En revanche, des titres tels que « Mère des croyants », « Mère spirituelle » ou « Mère des fidèles » sont particulièrement valorisés. Le titre de « Médiatrice » est considéré comme acceptable s’il exprime une médiation inclusive et participative qui glorifie la puissance du Christ, mais inacceptable s’il prend une signification propre à Jésus-Christ. Les titres de « Mère de Grâce » et « Médiatrice de toutes grâces » sont acceptables sous certaines conditions et avec des explications précises.
Dans son introduction, le cardinal Fernández a expliqué que cette note répondait à de nombreuses consultations et propositions parvenues au Saint-Siège, reflétant des préoccupations des récents pontificats.
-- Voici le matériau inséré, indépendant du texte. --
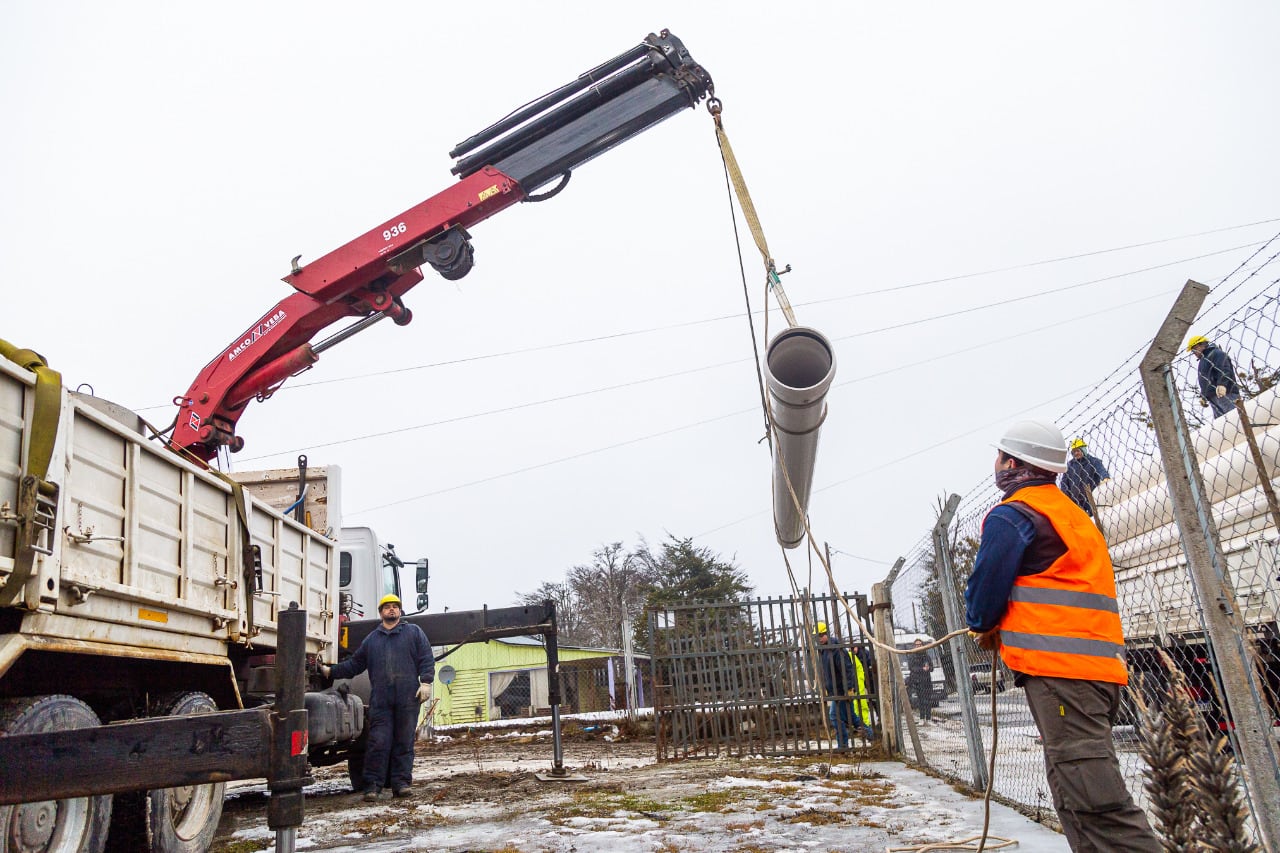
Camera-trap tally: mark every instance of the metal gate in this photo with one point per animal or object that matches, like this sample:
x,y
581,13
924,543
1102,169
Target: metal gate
x,y
736,678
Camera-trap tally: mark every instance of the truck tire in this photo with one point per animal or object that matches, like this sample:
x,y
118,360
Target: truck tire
x,y
65,825
170,820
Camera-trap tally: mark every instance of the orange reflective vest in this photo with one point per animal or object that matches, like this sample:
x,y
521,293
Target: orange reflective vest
x,y
1064,621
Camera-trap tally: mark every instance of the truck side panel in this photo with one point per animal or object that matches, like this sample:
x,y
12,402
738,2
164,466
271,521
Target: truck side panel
x,y
149,547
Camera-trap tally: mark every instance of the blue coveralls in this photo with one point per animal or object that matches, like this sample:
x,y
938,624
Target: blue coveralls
x,y
839,678
397,660
1215,369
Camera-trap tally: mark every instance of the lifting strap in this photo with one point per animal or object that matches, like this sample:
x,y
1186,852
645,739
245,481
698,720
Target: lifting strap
x,y
753,220
44,423
37,497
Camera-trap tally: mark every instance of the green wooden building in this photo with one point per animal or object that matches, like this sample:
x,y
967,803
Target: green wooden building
x,y
507,678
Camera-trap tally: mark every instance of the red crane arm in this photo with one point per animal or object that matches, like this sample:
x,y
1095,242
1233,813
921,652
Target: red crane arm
x,y
362,278
366,278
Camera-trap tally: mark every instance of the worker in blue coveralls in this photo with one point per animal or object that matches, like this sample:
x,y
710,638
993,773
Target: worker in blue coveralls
x,y
842,680
1083,474
401,669
1215,374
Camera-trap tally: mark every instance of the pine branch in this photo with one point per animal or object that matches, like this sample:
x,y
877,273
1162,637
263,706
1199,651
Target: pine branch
x,y
1225,816
1169,787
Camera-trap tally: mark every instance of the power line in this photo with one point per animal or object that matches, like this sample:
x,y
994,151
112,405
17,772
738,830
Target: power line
x,y
681,373
734,414
732,316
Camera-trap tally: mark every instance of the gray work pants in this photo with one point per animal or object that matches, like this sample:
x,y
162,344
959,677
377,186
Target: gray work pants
x,y
1074,719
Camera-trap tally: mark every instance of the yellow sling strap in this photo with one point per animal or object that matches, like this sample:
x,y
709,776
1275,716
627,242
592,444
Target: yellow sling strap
x,y
37,497
753,219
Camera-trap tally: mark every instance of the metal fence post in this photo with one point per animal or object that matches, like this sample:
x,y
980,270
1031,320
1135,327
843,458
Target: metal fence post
x,y
1207,566
885,664
959,653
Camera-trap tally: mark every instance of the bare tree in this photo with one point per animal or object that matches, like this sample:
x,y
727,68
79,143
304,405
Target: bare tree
x,y
568,610
607,589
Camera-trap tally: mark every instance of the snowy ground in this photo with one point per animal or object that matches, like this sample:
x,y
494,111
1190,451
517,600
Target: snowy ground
x,y
479,793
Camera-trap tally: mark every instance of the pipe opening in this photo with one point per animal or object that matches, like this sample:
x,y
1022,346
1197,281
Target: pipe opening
x,y
800,359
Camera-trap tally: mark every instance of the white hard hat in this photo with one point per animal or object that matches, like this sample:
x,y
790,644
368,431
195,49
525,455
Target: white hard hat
x,y
1036,442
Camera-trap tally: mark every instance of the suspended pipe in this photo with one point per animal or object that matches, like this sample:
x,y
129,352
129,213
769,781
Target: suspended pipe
x,y
799,366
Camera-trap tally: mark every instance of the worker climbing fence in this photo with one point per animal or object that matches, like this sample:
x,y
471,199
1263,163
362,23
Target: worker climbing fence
x,y
737,678
1175,457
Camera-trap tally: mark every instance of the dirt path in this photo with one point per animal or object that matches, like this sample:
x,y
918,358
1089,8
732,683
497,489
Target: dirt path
x,y
481,794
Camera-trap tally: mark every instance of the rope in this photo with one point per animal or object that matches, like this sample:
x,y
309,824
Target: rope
x,y
775,286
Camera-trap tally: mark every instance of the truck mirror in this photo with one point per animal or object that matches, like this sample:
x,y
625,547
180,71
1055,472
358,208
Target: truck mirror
x,y
423,575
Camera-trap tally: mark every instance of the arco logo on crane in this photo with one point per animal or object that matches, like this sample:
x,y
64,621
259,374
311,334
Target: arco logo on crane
x,y
263,329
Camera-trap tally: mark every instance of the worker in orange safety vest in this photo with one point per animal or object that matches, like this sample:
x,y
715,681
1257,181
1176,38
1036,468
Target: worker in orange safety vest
x,y
1043,592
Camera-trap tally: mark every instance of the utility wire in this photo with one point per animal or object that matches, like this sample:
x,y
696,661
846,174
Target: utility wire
x,y
823,488
734,316
689,372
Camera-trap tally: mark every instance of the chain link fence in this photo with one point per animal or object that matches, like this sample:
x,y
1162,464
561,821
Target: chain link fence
x,y
1197,560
Il a insisté sur le fait que la dévotion mariale est un trésor de l’Église, visant à valoriser et encourager la piété populaire, et non à la corriger. Cependant, il a mis en garde contre certains groupes et publications qui, par des réinterprétations ou des demandes de dogmes mariaux, peuvent susciter le doute chez les fidèles les plus simples et s’éloigner de l’harmonie du message chrétien.
Conscient de la sensibilité du sujet, le cardinal Fernández a reconnu que la note pourrait déplaire à certains. Lors de la présentation, il a été interrompu à deux reprises par une personne identifiée comme dévouée à la Vierge, qui a crié : « Ces documents ne se font pas sans écouter le peuple ! ». Cet incident a souligné la tension palpable entourant cette décision doctrinale.